Performance of SR-IOV'ed 10gig on Amazon

With that explanation out of the way, now we can get down to what matters: does SR-IOV actually do what it's supposed to and increase the performance of applications that are sensitive to network performance?

To test the benefits of SR-IOV on Amazon, I ran a four-node cluster of c3.8xlarge instances with SR-IOV enabled.  Since the whole motivation for all of this is in using SR-IOV for virtualized HPC, all of the tests I ran on this cluster used MPI, and this first round of data I'm posting will detail the lower-level performance of message passing over 10gig virtualized with SR-IOV.
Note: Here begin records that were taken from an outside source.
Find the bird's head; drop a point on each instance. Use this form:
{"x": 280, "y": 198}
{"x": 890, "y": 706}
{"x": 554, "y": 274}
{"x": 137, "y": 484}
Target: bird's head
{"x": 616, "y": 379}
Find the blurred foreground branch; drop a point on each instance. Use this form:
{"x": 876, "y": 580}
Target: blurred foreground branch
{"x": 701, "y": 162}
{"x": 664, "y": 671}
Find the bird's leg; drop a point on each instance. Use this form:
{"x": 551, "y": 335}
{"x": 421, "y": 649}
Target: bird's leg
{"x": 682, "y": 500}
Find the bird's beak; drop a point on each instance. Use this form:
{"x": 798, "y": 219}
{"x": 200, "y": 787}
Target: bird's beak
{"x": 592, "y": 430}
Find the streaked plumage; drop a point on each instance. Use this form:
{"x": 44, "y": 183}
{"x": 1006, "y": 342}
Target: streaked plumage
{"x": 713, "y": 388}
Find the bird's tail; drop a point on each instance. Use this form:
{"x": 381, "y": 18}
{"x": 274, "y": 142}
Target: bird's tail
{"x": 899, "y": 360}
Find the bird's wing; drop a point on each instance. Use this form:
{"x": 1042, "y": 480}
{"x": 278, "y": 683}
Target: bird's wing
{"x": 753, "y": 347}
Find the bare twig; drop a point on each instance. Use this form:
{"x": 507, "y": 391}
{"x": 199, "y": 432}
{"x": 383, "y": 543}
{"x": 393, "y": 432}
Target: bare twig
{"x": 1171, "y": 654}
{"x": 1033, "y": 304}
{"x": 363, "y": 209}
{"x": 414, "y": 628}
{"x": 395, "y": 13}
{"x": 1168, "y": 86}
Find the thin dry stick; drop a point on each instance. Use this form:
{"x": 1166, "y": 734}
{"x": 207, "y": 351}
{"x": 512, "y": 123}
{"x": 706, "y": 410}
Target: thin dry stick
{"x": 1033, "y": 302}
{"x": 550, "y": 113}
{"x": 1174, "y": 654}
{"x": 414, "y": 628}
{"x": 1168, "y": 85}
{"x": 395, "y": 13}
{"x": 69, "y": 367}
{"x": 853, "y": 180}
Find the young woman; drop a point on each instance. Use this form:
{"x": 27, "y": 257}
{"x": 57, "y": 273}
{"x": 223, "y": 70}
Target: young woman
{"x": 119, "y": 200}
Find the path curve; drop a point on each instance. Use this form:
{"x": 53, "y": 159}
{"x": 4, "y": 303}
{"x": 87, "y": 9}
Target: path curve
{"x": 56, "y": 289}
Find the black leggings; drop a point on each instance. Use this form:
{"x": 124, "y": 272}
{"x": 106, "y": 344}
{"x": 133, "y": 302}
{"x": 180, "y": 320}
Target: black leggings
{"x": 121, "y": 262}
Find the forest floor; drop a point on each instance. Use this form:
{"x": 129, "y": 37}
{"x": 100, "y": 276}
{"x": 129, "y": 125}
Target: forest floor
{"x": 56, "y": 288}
In addition to this four-node SR-IOV'ed EC2 cluster, I ran all of my benchmarks on two additional four-node cluster configurations for comparison:
  1. A cluster of c3.8xlarge instances on EC2 without SR-IOV enabled.  As it turns out, SR-IOV is disabled by default on C3 instances, which means you can run any C3 instance with the old-style virtualized I/O.  Comparing the SR-IOV performance to this cluster would isolate the performance improvement of SR-IOV over non-SR-IOV virtualization.
  2. A native (non-virtualized) cluster with a 10gig interconnect.  Comparing SR-IOV performance to this cluster would reveal the performance loss from using the best available commercial cloud offering for high-performance virtualized compute.

Latency

As previously detailed, SR-IOV provides a mechanism for hypervisor-bypass which should reduce the latency associated with I/O.  So, let's look at the latency of passing MPI messages around:

MPI latency.  Note the log/log scale.

Just as we'd expect, SR-IOV provides a significant decrease in the latency of message passing over the 10gig interconnect.  For small messages (< 1K), SR-IOV provides 40% less latency which is a substantial improvement over the previous cc2 instances.  For larger messages, the bandwidth begins to dominate overall throughput and the relative improvement is not as great.  However, even at the largest messages sizes tested (4 megabytes), SR-IOV delivered a minimum of 12% improvement in latency in these tests.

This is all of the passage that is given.